«Credeva di essere sobrio quando è salito in macchina. Non aveva idea di cosa avesse nel sangue finché non si è svegliato in ospedale dopo l’incidente.» La mia voce trema. «Non sapeva di aver tolto la vita a qualcuno. Non sapeva di aver tolto la vita a mia figlia.»
«Quando glielo hanno detto, ha tentato il suicidio. Ha distrutto parte del letto d’ospedale e ha cercato di impiccarsi. Lo hanno fermato. È stato messo sotto osservazione per rischio suicidio. Da allora, scrive lettere ogni giorno – lettere a mia moglie e a me – esprimendo il suo rimorso, scusandosi e dicendo che avrebbe preferito morire.»
Mi asciugai il viso con il dorso della mano. A sessantatré anni, piangevo apertamente davanti a una stanza piena di sconosciuti.
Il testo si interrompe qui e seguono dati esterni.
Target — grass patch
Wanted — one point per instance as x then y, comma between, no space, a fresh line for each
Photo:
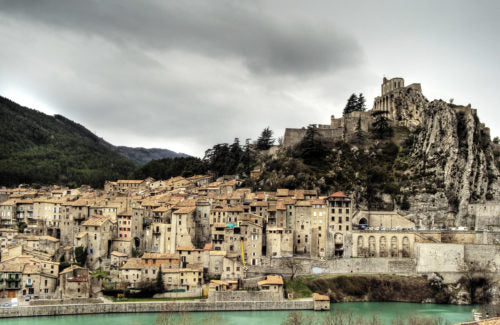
114,299
298,288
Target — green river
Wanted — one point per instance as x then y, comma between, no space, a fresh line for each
386,311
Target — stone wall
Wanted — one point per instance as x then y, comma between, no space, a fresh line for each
375,265
241,295
438,257
44,302
483,255
486,215
154,307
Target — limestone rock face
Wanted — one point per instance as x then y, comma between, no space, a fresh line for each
409,108
452,156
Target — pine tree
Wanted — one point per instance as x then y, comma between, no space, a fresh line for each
312,148
361,103
265,141
359,132
381,127
352,103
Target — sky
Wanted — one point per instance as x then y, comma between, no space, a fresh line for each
185,75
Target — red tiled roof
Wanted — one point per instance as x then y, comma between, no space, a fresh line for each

«Volevo odiarlo», dissi. «Volevo che fosse qualcuno con cui sfogarmi. Ma non era il cattivo che cercavo di dipingere. Un ragazzo che è andato a una festa per proteggere il suo amico, che è stato drogato a sua insaputa, che ha commesso un tragico errore e che ora deve convivere con conseguenze che schiaccerebbero la maggior parte degli adulti.»
Il giudice parlò con calma. “Signor Patterson, cosa sta chiedendo?”